Não há outra forma de descrever essa sequência direta da primeira parte em que o diretor muda completamente o tom do filme e o transforma numa mistura de road movie com western spaghetti e um gigantesco filme de arte amalucado sobre discussão de relacionamento. No meio disso, lutadoras caolhas, uma mulher enterrada viva, a teoria definitiva sobre a validade do Superman, um matador perigosíssimo contratado para desentupir privadas e um dono de bordel perguntando se existe um orifício anal em seu cotovelo. Decididamente, um filme de Tarantino.
Sim, esse é o filme em que Uma Thurman é enterrada viva, o filme em que a mesma luta com Daryl Hannah e parece uma cena do Jackass; mas para mim sempre vai ser o filme da melancolia de Tarantino, porque cá entre nós, um cara que filma uma cena daquela em que vemos um puteiro vazio as cinco e meia da manhã, o cara tem que ser muito cruel pra fazer aquilo, porque de certa forma ele sabe o que significa, ele sabe da badtrip que é, e ele curte isso, ele curte ambientar suas histórias em um universo desse tipo.
E essa melancolia perpassa todo o filme, pela razão mais óbvia possível: é um filme de reencontro, de separação, um filme daquilo que poderia ter sido e não foi. Juro pra você que está lendo, o cara que muda totalmente de um filme insano de kung-fu para isso, ele merece um prêmio, uma placa. Porque reencontrar a pessoa que te quis tão bem e tão mal ao mesmo tempo não é tarefa fácil, e o cineasta sabe disso. Ele desacelera o passo e dá vazão às emoções reprimidas de Bill e Beatrix Kiddo, a Noiva.
Tarantino recheia o filme com mais uma centena de baboseiras incríveis e impressionantes, mas o que importa mesmo é a hora final em que a garota e seu ex batem um papo daqueles que vão entrar para a história do cinema, ou ao menos para a história do MEU cinema, e isso já basta. No fim das contas, essa história mortal de dois assassinos perigosíssimos escondia apenas um casal que se amava e se perdeu. Ambos eram ciumentos e por um descaminho desses da vida impossível de controlar, cada um queria uma coisa diferente do outro.E não houve meio de fazer duas visões coexistirem num relacionamento.

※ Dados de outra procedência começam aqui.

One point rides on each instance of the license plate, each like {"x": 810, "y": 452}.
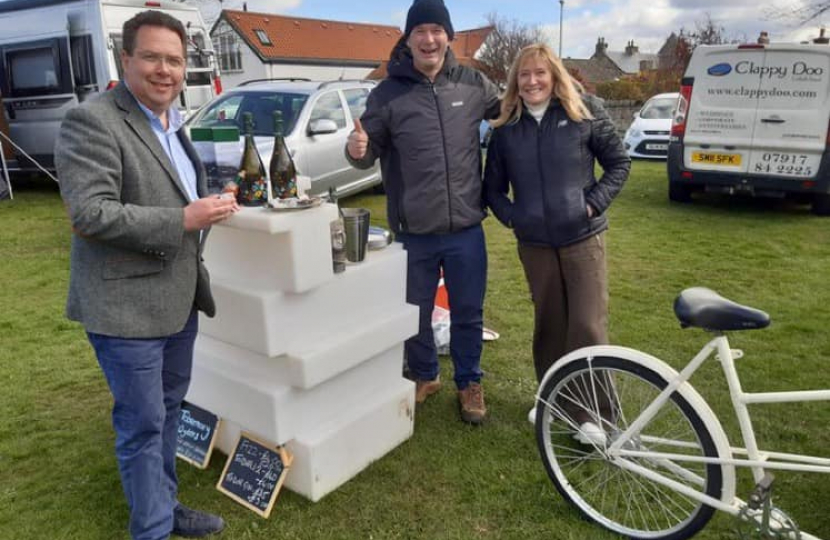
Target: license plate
{"x": 711, "y": 158}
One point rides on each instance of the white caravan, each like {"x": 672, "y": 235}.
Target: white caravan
{"x": 54, "y": 54}
{"x": 754, "y": 119}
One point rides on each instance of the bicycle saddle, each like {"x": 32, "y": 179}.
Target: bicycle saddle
{"x": 704, "y": 308}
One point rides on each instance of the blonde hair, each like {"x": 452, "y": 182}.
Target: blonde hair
{"x": 566, "y": 88}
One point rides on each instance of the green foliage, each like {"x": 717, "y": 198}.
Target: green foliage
{"x": 58, "y": 477}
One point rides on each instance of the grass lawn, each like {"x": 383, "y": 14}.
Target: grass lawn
{"x": 58, "y": 476}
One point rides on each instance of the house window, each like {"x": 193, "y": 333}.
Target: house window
{"x": 263, "y": 37}
{"x": 228, "y": 51}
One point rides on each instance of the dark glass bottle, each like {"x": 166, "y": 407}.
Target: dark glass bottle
{"x": 251, "y": 179}
{"x": 283, "y": 172}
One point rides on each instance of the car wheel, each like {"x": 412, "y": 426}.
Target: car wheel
{"x": 821, "y": 204}
{"x": 680, "y": 192}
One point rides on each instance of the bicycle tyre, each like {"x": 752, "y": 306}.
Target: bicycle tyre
{"x": 622, "y": 501}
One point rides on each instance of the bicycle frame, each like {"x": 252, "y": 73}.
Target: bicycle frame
{"x": 756, "y": 459}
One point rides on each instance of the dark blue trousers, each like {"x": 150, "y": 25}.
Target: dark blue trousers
{"x": 148, "y": 379}
{"x": 462, "y": 256}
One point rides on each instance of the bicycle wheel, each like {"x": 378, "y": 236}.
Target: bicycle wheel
{"x": 612, "y": 392}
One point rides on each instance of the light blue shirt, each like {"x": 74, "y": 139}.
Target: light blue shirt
{"x": 173, "y": 146}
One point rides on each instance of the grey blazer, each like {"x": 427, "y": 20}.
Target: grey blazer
{"x": 134, "y": 271}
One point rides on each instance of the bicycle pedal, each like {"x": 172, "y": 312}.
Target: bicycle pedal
{"x": 769, "y": 523}
{"x": 760, "y": 495}
{"x": 736, "y": 354}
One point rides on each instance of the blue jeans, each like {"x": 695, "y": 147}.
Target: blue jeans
{"x": 148, "y": 379}
{"x": 462, "y": 256}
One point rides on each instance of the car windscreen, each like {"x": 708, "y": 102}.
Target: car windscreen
{"x": 229, "y": 110}
{"x": 659, "y": 109}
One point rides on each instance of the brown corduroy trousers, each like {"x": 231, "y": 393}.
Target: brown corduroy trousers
{"x": 569, "y": 289}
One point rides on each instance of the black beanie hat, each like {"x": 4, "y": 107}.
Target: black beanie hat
{"x": 429, "y": 12}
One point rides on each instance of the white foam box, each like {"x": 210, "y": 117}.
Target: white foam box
{"x": 274, "y": 323}
{"x": 328, "y": 455}
{"x": 270, "y": 251}
{"x": 264, "y": 402}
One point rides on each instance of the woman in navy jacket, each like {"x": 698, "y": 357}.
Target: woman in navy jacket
{"x": 539, "y": 180}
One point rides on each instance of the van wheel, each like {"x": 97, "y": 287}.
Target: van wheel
{"x": 680, "y": 192}
{"x": 821, "y": 204}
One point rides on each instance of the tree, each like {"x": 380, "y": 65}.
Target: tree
{"x": 801, "y": 13}
{"x": 503, "y": 44}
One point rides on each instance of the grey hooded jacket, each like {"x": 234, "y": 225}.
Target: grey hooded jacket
{"x": 427, "y": 138}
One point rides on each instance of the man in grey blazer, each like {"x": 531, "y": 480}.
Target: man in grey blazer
{"x": 137, "y": 199}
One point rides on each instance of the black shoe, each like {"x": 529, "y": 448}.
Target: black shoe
{"x": 194, "y": 524}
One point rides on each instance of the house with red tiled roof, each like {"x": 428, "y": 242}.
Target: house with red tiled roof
{"x": 252, "y": 45}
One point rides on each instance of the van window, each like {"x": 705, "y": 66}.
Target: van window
{"x": 328, "y": 107}
{"x": 658, "y": 109}
{"x": 229, "y": 109}
{"x": 356, "y": 99}
{"x": 83, "y": 64}
{"x": 195, "y": 59}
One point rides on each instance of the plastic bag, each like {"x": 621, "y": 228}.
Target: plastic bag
{"x": 441, "y": 329}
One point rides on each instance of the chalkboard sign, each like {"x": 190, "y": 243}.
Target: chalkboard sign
{"x": 197, "y": 433}
{"x": 254, "y": 474}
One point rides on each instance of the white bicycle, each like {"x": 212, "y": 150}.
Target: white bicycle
{"x": 661, "y": 463}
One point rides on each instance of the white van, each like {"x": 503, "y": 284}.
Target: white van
{"x": 754, "y": 119}
{"x": 55, "y": 54}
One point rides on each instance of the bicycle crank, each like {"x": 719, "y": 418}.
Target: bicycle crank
{"x": 759, "y": 519}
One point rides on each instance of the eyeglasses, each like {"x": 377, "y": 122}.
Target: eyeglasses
{"x": 175, "y": 62}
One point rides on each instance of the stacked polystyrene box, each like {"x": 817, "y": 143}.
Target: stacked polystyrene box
{"x": 301, "y": 356}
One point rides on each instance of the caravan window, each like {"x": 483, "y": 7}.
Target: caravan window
{"x": 33, "y": 69}
{"x": 38, "y": 68}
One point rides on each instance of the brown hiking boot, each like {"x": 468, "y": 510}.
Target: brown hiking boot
{"x": 471, "y": 400}
{"x": 424, "y": 389}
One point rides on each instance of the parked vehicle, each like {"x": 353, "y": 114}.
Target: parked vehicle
{"x": 648, "y": 135}
{"x": 54, "y": 54}
{"x": 754, "y": 119}
{"x": 317, "y": 119}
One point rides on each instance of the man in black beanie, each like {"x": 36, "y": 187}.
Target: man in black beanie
{"x": 422, "y": 122}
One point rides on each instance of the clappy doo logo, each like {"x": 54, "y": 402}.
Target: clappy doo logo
{"x": 719, "y": 70}
{"x": 748, "y": 67}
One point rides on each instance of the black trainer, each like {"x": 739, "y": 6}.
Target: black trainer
{"x": 195, "y": 524}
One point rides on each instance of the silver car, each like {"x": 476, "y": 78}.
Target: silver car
{"x": 317, "y": 119}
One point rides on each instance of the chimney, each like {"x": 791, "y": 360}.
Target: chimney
{"x": 601, "y": 47}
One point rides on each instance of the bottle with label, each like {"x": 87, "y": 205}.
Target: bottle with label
{"x": 338, "y": 238}
{"x": 283, "y": 172}
{"x": 251, "y": 179}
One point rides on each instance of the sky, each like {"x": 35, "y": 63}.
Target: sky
{"x": 647, "y": 22}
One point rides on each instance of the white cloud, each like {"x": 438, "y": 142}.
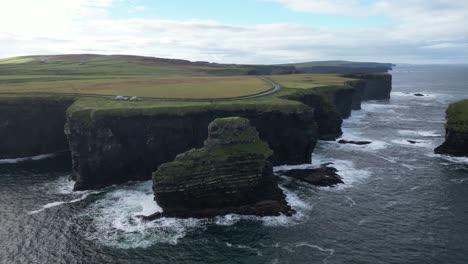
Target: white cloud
{"x": 422, "y": 32}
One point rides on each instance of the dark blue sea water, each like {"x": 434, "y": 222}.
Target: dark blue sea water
{"x": 400, "y": 204}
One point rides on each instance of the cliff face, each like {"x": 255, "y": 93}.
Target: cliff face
{"x": 230, "y": 174}
{"x": 377, "y": 86}
{"x": 32, "y": 126}
{"x": 115, "y": 148}
{"x": 456, "y": 137}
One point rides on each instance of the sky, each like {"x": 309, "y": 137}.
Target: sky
{"x": 240, "y": 31}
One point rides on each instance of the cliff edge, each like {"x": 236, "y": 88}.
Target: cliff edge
{"x": 456, "y": 136}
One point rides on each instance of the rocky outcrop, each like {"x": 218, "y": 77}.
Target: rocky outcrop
{"x": 378, "y": 86}
{"x": 109, "y": 148}
{"x": 456, "y": 136}
{"x": 231, "y": 173}
{"x": 32, "y": 126}
{"x": 352, "y": 142}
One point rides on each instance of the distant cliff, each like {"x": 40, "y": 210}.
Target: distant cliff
{"x": 32, "y": 126}
{"x": 456, "y": 136}
{"x": 113, "y": 145}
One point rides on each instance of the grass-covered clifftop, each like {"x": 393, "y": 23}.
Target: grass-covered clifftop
{"x": 456, "y": 127}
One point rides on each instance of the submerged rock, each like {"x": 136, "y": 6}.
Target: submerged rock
{"x": 456, "y": 136}
{"x": 323, "y": 176}
{"x": 232, "y": 173}
{"x": 343, "y": 141}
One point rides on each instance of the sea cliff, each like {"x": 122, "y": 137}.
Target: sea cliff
{"x": 456, "y": 136}
{"x": 114, "y": 142}
{"x": 231, "y": 173}
{"x": 31, "y": 126}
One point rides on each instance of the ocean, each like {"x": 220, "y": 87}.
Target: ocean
{"x": 400, "y": 202}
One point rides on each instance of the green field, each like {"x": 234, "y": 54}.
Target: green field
{"x": 146, "y": 77}
{"x": 457, "y": 116}
{"x": 190, "y": 88}
{"x": 306, "y": 81}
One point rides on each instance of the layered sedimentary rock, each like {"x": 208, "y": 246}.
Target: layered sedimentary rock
{"x": 111, "y": 148}
{"x": 231, "y": 173}
{"x": 456, "y": 137}
{"x": 32, "y": 126}
{"x": 377, "y": 86}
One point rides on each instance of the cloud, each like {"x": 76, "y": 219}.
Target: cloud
{"x": 421, "y": 32}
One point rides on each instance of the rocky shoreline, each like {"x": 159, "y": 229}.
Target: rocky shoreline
{"x": 115, "y": 146}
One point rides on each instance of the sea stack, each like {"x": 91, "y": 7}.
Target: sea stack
{"x": 231, "y": 173}
{"x": 456, "y": 137}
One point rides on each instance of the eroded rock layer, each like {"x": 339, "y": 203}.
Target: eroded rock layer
{"x": 232, "y": 173}
{"x": 456, "y": 136}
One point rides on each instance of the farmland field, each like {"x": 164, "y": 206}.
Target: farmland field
{"x": 306, "y": 81}
{"x": 191, "y": 88}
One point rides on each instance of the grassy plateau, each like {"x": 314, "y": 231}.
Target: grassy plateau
{"x": 180, "y": 86}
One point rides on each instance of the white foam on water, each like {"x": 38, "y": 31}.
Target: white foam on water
{"x": 452, "y": 159}
{"x": 47, "y": 206}
{"x": 458, "y": 181}
{"x": 83, "y": 195}
{"x": 62, "y": 185}
{"x": 412, "y": 95}
{"x": 115, "y": 221}
{"x": 410, "y": 167}
{"x": 355, "y": 135}
{"x": 418, "y": 143}
{"x": 350, "y": 201}
{"x": 18, "y": 160}
{"x": 256, "y": 250}
{"x": 346, "y": 169}
{"x": 419, "y": 133}
{"x": 291, "y": 248}
{"x": 376, "y": 107}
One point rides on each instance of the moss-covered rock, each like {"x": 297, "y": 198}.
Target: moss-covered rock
{"x": 456, "y": 137}
{"x": 32, "y": 126}
{"x": 232, "y": 173}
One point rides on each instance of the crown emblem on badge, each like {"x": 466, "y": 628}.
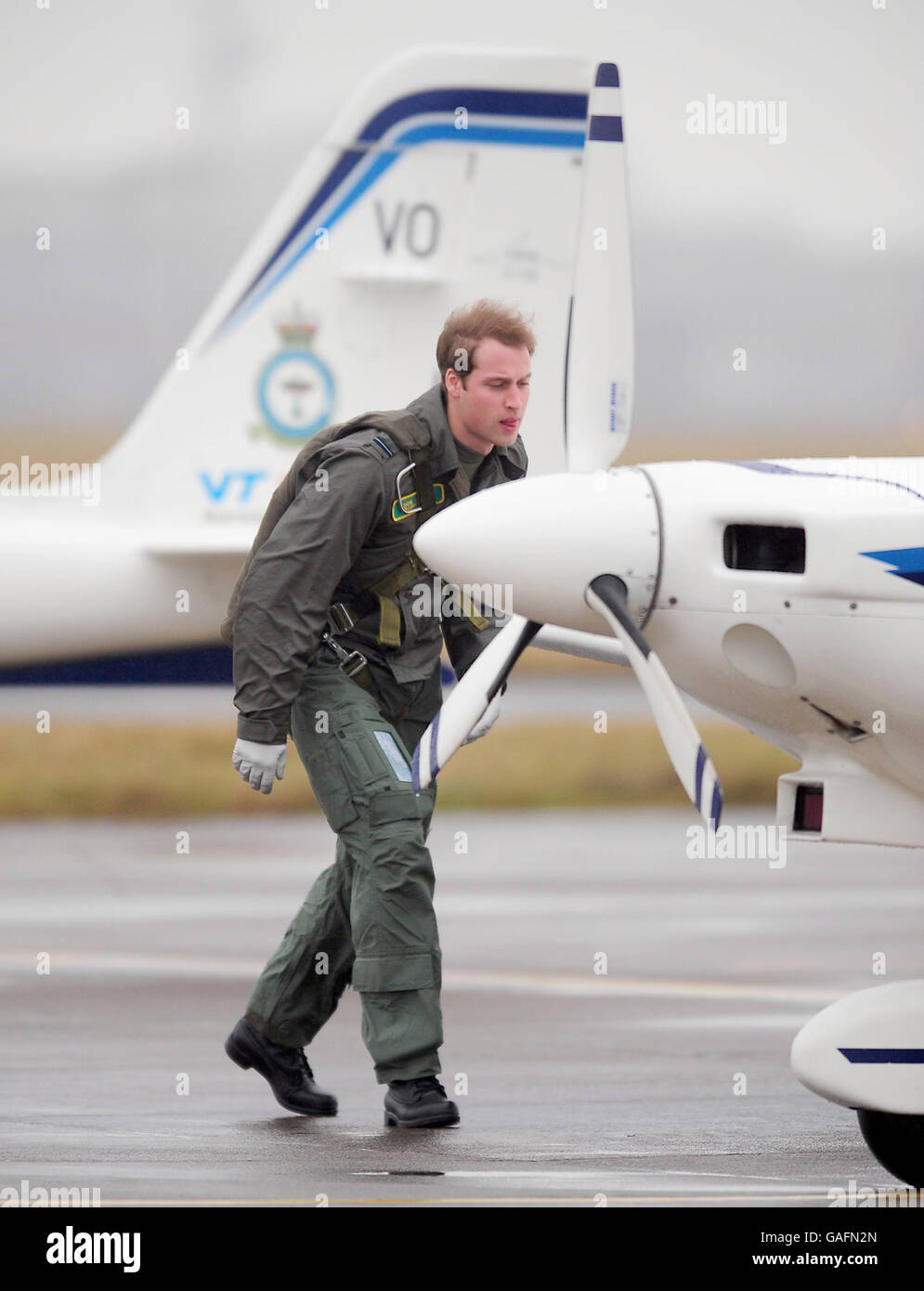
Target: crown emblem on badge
{"x": 294, "y": 386}
{"x": 295, "y": 331}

E daí ele agrediu ela porque ele a amava muito (e claro é um psicopata amoral, como todos são em Tarantino) , e ela ficou à beira da morte. E num lapso de vida digno dos filmes, ela volta dos semi-mortos e o reencontra. E mesmo que ela o ame, há um preço a ser cobrado por todo esse desgaste, essa desilusão. E seria inútil Bill pensar que sairia ileso. Não há mal algum infligido à pessoa amada que passe impune, e ele sabe disso. Quando a noiva chega até ele e o encontra junto com a filha, o fruto do amor do casal, ele já sabe de antemão que não há escapatória.
Essa inevitabilidade do coração partido guia esse meio-filme fascinante de Tarantino, uma dança das cadeiras marcada, em que cada parte sabe seu papel e o cumpre até o final, triunfante e algo triste. Se Kill Bill Vol.2 desapontou muitas pessoas por não ser uma sequência direta em tom e estilo da primeira parte, ele confirma o cineasta como um rebelde totalmente consciente de sua posição marginal em Hollywood ou mesmo no mundo. Este é um filme romântico e decididamente honesto em seu retrato do amor perdido, e aquela cena em que ela parte o coração dele em pedaços, aquilo é a coisa mais amadora e sincera, mais pura e honesta em muitos anos de cinema. Nenhum cineasta teria a coragem de ser tão aberto e vulnerável,e Tarantino fez isso. Eu percebo que Kill Bill Vol.2 não é um filme que recebeu o reconhecimento que deveria, pois seu retrato do relacionamento amoroso é tão honesto quanto um Woody Allen, e não é porque ele envolve assassinos e morticínios que ele deveria ser ignorado pela crítica dita 'séria'. É uma obra original como poucas, e retrata as idiossincrasias de um casal de assassinos que se amavam e se separaram nas piores circunstâncias possíveis. Se não viu, corra e faça isso agora, Se já viu, assista novamente e pense nisso.